In retrospect, this was one of the most important trips that I made, for it was my introduction to the Intensified Smallpox Eradication Program of the World Health Organization. What was called 'The WHO Informal Conference on Monkeypox' was held in Moscow and brought together for the first time a number of poxvirus experts. Their role at this meeting was to decide whether human monkeypox, recently discovered in West Africa, might indicate that there was an animal reservoir of smallpox virus, which would have made eradication impossible. I was rapporteur for the conference, which concluded that monkeypox and variola viruses were different species of orthopoxviruses.

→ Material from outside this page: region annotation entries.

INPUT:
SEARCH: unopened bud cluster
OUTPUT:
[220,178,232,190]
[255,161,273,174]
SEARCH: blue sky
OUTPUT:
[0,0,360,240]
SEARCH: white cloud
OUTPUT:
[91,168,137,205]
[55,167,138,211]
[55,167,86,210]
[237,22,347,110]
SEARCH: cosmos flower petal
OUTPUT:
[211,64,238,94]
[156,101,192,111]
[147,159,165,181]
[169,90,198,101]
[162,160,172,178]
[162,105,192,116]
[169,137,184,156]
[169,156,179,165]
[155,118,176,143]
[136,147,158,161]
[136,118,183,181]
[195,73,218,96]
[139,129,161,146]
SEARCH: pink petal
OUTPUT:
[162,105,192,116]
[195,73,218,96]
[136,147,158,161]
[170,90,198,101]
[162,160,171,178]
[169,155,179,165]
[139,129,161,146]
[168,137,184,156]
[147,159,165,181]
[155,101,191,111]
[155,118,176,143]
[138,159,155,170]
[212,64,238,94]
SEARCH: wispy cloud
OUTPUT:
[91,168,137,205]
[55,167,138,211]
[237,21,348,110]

I then went to England, where I made enquiries in London, Oxford and Leeds connected with vacant chairs and new developments in the John Curtin School and, at the request of David Catcheside, the Research School of Biological Sciences. In the United States, I gave a lecture on Conditional Lethal Mutants of Animal Viruses at the National Institutes of Health, and then went to the University of California at Davis for two weeks, as Life Sciences Lecturer. Besides visiting laboratories and giving seminars to graduate students, I gave two public lectures: 'Evolutionary Changes in an Infectious Disease' and 'Civilization and Infectious Diseases: the Effect of Social Organization on Human Infections'.

3 June to 3 July 1970

The main purpose of this trip was to give the Lilly Lecture of the Royal College of Physicians, on Genetic Aspects of Virus Diseases. It was first given as the concluding item of a conference on Virology for General Physicians held at the College headquarters in London and repeated a week later in Sheffield.

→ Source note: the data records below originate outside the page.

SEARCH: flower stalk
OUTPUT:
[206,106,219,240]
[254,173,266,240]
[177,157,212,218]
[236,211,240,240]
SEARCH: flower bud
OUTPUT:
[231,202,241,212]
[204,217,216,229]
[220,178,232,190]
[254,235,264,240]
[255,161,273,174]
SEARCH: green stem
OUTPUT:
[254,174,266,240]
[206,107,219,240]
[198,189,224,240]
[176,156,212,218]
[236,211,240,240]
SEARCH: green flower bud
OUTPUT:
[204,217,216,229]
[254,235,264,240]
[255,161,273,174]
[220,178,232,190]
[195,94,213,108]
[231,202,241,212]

3 September to 7 November 1970

On 9, 10 and 11 September, 1970, I gave the CIBA Lectures at Rutgers University and three lectures on different aspects of the genetics of animal viruses. I then went on to spend about a month as Scholar-in-Residence at the State University of New York, spending four or five days at each of its campuses: Stony Brook, Albany, Syracuse, Buffalo, Binghamton and Downstate.

12 June to 6 July 1971

The main purpose of this trip was to attend the Second International Congress for Virology in Budapest. Much of my time was taken up with meetings of the International Committee on the Nomenclature of Viruses, of which I was then President. I also visited and gave seminars at the All-India Institute of Medical Sciences in New Delhi, the Max Planck Institut für Virusforschung in Tübingen, in Germany, the Institute for Microbiology and Epidemiology in Prague and the Institute of Virology in Bratislava.

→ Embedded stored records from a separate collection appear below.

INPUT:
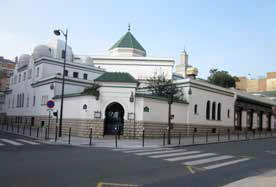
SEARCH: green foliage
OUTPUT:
[208,69,238,88]
[147,75,183,100]
[82,83,100,96]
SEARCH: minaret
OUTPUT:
[175,48,189,77]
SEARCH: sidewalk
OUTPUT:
[0,125,276,148]
[223,170,276,187]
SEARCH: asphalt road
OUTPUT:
[0,132,276,187]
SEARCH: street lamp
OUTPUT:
[54,29,68,137]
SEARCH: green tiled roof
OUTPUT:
[94,72,138,83]
[109,31,146,52]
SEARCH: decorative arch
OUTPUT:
[104,102,125,135]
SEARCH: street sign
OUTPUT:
[47,100,55,108]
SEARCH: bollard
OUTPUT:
[115,129,118,148]
[163,132,166,146]
[253,129,256,139]
[30,126,32,136]
[55,126,58,142]
[68,127,71,144]
[178,132,181,145]
[142,129,145,147]
[227,131,230,141]
[89,128,93,146]
[45,126,48,140]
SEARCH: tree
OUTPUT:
[82,83,100,96]
[147,75,182,100]
[208,69,239,88]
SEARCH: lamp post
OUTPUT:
[54,29,68,137]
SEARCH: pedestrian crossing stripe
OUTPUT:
[123,148,172,153]
[0,138,23,146]
[182,155,234,166]
[203,158,250,170]
[149,151,201,158]
[135,149,185,156]
[16,139,39,145]
[164,153,217,162]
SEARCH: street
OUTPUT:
[0,132,276,187]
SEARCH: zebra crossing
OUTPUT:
[0,138,40,147]
[113,148,251,171]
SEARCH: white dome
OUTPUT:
[33,45,52,59]
[85,57,94,66]
[18,54,31,66]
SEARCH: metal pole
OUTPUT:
[178,132,181,145]
[142,129,145,147]
[167,95,172,145]
[89,128,93,146]
[55,126,58,142]
[48,110,51,138]
[59,29,68,137]
[115,128,118,148]
[68,127,71,144]
[163,132,166,146]
[193,132,195,144]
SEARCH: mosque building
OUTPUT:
[0,28,276,138]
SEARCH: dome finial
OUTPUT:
[128,23,130,32]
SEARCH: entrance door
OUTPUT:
[104,102,124,135]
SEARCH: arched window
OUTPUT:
[194,105,197,114]
[212,102,216,120]
[206,101,210,119]
[217,103,221,120]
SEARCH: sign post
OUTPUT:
[47,100,55,138]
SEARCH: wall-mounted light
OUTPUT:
[129,92,134,103]
[127,112,135,120]
[94,111,102,119]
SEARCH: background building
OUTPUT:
[236,72,276,92]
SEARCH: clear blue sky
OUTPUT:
[0,0,276,78]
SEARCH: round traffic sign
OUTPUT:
[47,100,55,108]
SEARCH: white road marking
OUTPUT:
[164,153,216,162]
[123,148,172,153]
[135,149,185,156]
[203,158,250,170]
[0,139,23,146]
[16,139,39,145]
[183,155,234,166]
[149,151,200,158]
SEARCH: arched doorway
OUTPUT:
[104,102,125,135]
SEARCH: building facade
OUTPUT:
[0,30,276,137]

14 December 1971 to 24 March 1972

This was the first stage of a 12-month long Fogarty Fellowship of the US National Institutes of Health (NIH). This was a prestigious award, with all expenses paid, an allowance of $US30,000 per annum and a medal. I was not able to take it for the full 12 months, but arranged with the authorities to take in three sessions. For this first session I lived in Stone House, the original residence on the property that became the campus of the NIH. Other Scholars in residence at the time included an old friend from my Rockefeller Institute days, Rollin Hotchkiss, and Nobel Prize winner Ragnar Granit, of Sweden. I spent almost all of my time there working on the second edition of The Biology of Animal Viruses, but gave the luncheon address at the Eighth Gustav Stern Symposium in New York and seminars at Johns Hopkins University, Cold Spring Harbor and the National Institutes of Health. I also gave the opening address at a symposium in Israel and three seminars at the Hadassah Medical School, and then attended the fifth meeting of the Scientific Committee on Problems of the Environment (SCOPE) in London.